A Wenzel Interfaces Design for Homogeneous Solute Distribution Obtains Efficient and Stable Perovskite Solar Cells

Abstract The coffee‐ring effect, caused by uneven deposition of colloidal particles in perovskite precursor solutions, leads to poor uniformity in perovskite films prepared through large‐area printing. In this work, the surface of SnO 2 is roughened to construct a Wenzel model, successfully achieving a super‐hydrophilic interface. This modification significantly accelerates the spreading of the perovskite precursor solution, reducing the response delay time of perovskite colloidal particles during the printing process. Additionally, the micro‐spherical depression structure on the SnO 2 surface effectively inhibits the migration of colloidal particles toward the edges of liquid film, trapping perovskite colloidal particles at the buried interfaces and improving film uniformity. Due to the synergistic effect of super‐hydrophilicity and micro‐rough structure on the surface of SnO 2 , leading to a substantial improvement in the quality of perovskite crystals.

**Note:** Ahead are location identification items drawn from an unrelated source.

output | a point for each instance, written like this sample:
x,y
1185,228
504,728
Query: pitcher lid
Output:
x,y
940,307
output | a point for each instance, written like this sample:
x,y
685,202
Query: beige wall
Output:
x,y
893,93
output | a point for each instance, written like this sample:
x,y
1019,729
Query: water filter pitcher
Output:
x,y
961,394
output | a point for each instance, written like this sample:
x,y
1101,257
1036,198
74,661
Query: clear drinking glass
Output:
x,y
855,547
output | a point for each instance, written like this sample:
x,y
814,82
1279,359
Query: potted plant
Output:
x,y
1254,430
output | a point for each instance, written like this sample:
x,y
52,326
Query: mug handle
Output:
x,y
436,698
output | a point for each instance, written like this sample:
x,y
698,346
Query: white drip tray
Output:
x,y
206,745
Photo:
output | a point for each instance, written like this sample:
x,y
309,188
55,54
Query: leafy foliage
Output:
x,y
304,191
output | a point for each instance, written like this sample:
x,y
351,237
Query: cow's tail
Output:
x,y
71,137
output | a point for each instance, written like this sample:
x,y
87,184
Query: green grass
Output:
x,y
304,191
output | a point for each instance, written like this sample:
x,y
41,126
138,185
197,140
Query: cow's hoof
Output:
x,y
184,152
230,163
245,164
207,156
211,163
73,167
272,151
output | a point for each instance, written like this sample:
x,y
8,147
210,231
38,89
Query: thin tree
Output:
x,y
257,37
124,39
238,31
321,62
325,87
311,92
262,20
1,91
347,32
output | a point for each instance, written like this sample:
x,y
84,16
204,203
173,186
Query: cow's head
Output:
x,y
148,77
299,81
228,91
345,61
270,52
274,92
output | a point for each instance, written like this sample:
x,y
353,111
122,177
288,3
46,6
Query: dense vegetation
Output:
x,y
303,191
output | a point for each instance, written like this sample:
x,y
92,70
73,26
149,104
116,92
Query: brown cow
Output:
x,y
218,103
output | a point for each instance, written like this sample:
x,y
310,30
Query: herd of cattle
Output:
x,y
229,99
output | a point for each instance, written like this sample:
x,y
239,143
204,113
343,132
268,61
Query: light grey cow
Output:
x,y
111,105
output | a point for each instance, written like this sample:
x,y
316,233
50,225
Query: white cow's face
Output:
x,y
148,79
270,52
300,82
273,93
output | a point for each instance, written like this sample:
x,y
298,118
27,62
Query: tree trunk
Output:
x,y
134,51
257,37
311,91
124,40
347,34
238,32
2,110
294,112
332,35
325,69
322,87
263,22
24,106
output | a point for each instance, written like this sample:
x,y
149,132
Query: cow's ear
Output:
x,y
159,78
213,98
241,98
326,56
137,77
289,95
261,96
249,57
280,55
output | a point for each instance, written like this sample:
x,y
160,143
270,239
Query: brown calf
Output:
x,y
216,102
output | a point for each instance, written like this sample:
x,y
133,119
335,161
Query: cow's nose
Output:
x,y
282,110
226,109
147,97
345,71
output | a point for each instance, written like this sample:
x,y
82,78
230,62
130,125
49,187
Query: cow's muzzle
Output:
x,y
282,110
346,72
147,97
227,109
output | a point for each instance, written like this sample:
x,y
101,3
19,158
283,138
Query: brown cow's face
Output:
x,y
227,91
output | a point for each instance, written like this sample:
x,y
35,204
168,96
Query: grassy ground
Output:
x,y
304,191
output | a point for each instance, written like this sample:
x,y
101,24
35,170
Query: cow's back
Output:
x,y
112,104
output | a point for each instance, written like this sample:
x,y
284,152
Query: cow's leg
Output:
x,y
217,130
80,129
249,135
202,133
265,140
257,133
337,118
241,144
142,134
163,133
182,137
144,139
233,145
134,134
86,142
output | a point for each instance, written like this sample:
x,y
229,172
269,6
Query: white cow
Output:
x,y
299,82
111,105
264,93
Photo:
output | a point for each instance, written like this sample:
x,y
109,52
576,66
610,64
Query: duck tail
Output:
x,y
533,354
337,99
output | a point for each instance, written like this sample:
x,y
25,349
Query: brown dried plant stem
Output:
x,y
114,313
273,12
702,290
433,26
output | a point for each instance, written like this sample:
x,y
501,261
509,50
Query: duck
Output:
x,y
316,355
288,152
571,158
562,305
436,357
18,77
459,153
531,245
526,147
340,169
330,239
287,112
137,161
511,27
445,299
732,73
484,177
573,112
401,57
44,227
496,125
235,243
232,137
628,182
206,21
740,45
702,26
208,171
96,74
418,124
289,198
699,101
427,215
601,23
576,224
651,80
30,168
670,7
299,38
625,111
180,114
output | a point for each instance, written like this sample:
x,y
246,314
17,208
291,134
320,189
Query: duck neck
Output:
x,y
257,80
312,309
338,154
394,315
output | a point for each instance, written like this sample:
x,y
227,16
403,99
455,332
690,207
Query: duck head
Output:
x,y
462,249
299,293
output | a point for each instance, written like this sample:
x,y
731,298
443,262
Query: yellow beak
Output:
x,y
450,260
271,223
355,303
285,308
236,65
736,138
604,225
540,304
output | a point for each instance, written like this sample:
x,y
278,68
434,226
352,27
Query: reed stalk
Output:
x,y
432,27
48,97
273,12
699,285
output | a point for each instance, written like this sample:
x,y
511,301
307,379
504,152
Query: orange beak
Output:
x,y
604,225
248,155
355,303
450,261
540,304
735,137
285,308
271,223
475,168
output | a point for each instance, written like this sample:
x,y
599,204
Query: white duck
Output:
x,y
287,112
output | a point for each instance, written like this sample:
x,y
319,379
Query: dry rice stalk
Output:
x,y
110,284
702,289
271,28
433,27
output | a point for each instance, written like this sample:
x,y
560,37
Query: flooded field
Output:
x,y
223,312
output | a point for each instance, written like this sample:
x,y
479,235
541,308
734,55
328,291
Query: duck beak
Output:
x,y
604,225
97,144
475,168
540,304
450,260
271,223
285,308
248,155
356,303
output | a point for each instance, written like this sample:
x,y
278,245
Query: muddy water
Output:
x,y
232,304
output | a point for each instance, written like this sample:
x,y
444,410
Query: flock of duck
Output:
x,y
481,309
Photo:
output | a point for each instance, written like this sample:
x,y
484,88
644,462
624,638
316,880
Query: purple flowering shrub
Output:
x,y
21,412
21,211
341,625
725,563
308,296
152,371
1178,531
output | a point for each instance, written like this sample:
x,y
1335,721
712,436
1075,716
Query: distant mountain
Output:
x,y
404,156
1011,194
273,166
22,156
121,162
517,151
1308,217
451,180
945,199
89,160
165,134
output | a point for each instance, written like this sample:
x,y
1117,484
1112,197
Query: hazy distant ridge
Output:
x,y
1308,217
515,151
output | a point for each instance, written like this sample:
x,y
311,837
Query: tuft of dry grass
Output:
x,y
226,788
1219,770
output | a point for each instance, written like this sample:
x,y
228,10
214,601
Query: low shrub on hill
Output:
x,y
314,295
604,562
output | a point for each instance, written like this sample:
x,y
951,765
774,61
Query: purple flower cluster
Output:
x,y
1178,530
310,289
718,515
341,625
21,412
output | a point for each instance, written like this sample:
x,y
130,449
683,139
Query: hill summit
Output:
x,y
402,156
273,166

Therefore, the efficiency of printing prepared flexible devices (0.101 cm 2 ) reached 25.42% (certified 25.12%). Moreover, the efficiency of rigid and flexible large‐scale perovskite solar modules (PSMs) based on meniscus‐coating manufacture reached 21.34% and 16.99% (100 cm 2 ), respectively, and demonstrated superior environmental stability by maintaining an initial efficiency of 91% after being stored in atmospheric conditions for 2000 h, offering practical guidance for fabricating high‐performance and stable large‐scale perovskite solar cells (PSCs).